Bisik si Lelaki Tua Bijak hangat
Sehangat airmatanya,
Yang neteskan hikmah,
Yang netaskan ibrah
Lalu, Bujang Jauh
Pergi berkayuh, datang berlabuh,
Setelah terkatung-katung, belasan hari
Diayun perut gelombang, dilamun laut samudera Hindia
Hingga Laut Merah yang menanam sejarah
Pada mulanya, mungkin adalah rajuk,
Yang menunggu bujuk, menyuruk suluk
Di Bawah Lindungan Ka'bah
Pada mulanya, mungkin adalah peluk,
Yang menunggu takluk, menyucuk sejuk
Di Belaian hangat Bunda?
Qel'ah Tua Jabbal Hindi,
Serupa bangku meja,
Yang menera Mekkah, tumpah-ruah talbiyah,
Menadah ibadah tertuju rindu Rabb al-Ka'bah
Kelepak elang gurun,
Menggelar susun jakun,
Yang membantun santun, menuntun ubun
Jatuh mengembun sepasang alis,
Mengalir sungai, mengiris tangis Jabbal Qubbais,
yang sampai selepai lebai, terkulai sansai?
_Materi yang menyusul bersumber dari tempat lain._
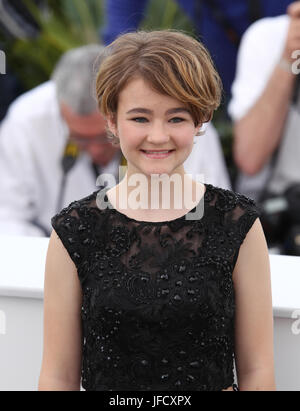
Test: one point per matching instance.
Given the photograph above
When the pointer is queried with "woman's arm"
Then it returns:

Pecah kaki, menarat darat Gurun
Antara Jeddah-Mekkah,
Menajam rindu, menanam cemburu
Kepada Muara Maha Perindu
Yang Ahad, Ahad, Ahad
Bujang Jauh, dua puluh empat jam
gantungkan jiwa
Memutar thawaf, melikat belikat Ka'bah
Serahkan jiwa, pasrahkan jiwa, rumahkan jiwa
Sehelai kain ihram, yang seputih uban, seputih kafan
Membalut tubuh, yang tak ada Malik, tak ada Muluk
Jatuh jadi hamba sahaya segala sahaya
Duduk bermenung, diatap rumah Sutuh
Segantang bintang melekang, setandang hilang membilang;
"Pulang lah, Malik, Tanah Air menunggumu?"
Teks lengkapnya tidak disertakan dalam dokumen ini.